At the same time, there was an element of curiosity driving this project—an interest in seeing how far automation and algorithms could go in solving such a human-centered problem. This combination of practicality, urgency, and exploration reflects the essence of the program: a tool designed to enhance decision-making, save time, and validate the complex choices nurse leaders make every day in a fast-paced and unpredictable environment.
Bugs
When attempting to display un-assignable rooms—such as beds with no eligible nurses available—issues arose in the program’s execution. Specifically, rooms flagged as “NNA” (No Nurse Available) did not always display properly, disrupting the clarity of the final output. This bug highlights the challenge of incorporating nuanced exceptions into the assignment algorithm while maintaining a coherent and accurate representation of the staffing situation. Addressing this requires refining how the system processes and outputs unassignable cases to ensure transparency and usability.
Previously, I mentioned the concept of a "Suboptimally Utilized Nurse." When attempting to address this situation, the script would end up "skipping" a room, leaving it unassigned. The bug likely arises from the program's strict pod constraints, the distribution of patient acuity within pods, and the algorithm's lack of explicit awareness of "Suboptimally Utilized Nurse" situations. To address this, the algorithm needs to prioritize 1:2 assignments whenever possible, potentially consider pod flexibility in unavoidable "Suboptimally Utilized Nurse" scenarios, and at least identify and flag these situations in its output for human oversight and adjustment.
Future Considerations
A potential enhancement to the automated staff assignment system is the Strength Score. The Strength Score would be calculated based on a nurse's experience, training, proficiency with medical devices, and ability to serve as a charge, resource, or preceptor. This score would ensure that high-acuity patients are assigned to highly experienced nurses, while lower-acuity patients are assigned to less experienced nurses who can benefit from mentorship opportunities.
Another consideration is how to identify float assignments on the roster. The suggestion is to use "NL" followed by a number to designate float nurses, with "NL" standing for "Non-Local." Finally, the Continuity of Care Feature aims to assign the same nurse to a patient on consecutive shifts when possible. This feature would prioritize continuity while also balancing other factors like patient acuity, nurse workload, and device-heavy patient rotation.
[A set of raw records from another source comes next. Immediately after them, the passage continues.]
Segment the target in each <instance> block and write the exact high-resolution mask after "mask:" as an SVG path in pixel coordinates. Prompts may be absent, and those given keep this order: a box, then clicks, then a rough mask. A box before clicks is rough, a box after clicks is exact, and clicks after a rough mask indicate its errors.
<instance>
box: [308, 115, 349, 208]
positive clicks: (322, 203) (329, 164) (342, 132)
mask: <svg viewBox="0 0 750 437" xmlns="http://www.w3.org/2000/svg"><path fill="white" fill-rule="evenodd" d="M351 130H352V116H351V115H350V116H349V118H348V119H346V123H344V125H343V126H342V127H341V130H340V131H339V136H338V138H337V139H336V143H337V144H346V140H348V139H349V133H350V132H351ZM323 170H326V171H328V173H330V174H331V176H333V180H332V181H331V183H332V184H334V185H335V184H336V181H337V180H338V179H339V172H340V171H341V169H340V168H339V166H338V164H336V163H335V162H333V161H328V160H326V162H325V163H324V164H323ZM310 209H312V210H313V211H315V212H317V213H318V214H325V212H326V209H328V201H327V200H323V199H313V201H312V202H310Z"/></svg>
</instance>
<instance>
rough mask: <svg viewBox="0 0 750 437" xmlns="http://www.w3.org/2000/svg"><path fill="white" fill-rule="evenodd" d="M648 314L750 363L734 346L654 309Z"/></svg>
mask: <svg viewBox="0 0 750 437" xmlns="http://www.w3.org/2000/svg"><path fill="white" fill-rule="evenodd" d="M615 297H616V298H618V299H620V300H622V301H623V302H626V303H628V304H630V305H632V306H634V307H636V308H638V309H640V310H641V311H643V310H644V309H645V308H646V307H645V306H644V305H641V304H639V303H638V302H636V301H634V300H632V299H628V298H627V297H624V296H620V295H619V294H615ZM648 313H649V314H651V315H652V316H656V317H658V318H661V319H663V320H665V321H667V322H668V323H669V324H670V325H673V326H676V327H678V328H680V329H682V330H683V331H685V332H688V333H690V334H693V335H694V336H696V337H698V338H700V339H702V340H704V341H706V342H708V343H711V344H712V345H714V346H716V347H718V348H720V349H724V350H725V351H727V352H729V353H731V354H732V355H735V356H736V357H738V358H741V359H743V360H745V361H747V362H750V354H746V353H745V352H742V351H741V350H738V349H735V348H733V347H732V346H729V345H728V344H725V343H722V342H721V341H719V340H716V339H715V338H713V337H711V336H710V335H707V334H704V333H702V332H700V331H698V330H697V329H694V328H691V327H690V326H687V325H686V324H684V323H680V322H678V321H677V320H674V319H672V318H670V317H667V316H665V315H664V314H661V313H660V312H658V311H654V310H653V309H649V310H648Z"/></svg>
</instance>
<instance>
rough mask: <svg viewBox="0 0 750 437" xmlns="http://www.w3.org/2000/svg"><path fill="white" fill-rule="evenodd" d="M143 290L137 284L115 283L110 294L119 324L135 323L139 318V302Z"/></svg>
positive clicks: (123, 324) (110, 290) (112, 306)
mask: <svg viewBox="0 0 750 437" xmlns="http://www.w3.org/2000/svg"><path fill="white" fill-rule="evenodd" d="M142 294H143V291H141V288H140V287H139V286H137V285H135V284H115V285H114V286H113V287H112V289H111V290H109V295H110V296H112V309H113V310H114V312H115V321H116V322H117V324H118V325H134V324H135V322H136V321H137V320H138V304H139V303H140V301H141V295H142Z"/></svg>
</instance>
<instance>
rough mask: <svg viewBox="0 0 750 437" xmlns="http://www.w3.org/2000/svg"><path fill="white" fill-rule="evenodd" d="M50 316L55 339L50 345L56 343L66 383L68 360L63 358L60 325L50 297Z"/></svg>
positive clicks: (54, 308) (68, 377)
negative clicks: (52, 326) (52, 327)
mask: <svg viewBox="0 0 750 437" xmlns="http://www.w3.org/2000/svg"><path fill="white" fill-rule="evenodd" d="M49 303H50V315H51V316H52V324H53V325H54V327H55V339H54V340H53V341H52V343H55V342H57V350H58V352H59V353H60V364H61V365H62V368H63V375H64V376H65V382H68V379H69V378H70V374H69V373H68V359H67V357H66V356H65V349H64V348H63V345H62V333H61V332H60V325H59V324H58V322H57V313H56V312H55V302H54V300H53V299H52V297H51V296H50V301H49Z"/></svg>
If no nurse is available for a given assignment, "NNA" (No Nurse Available) would be displayed.
Conclusion
This project represents a bold step toward leveraging technology to address the complexities of ICU nurse staffing. While the program is not without its challenges, including the inherent limitations of algorithms and the bugs encountered during implementation, it reflects an innovative approach to improving efficiency, fairness, and patient care in a demanding healthcare environment. By combining data-driven automation with future considerations like Strength Scores and Continuity of Care, the system has the potential to evolve into a valuable tool for nurse managers and staff alike. Ultimately, this project is a testament to the importance of innovation, experimentation, and the ongoing pursuit of solutions that balance technical rigor with the human element in healthcare.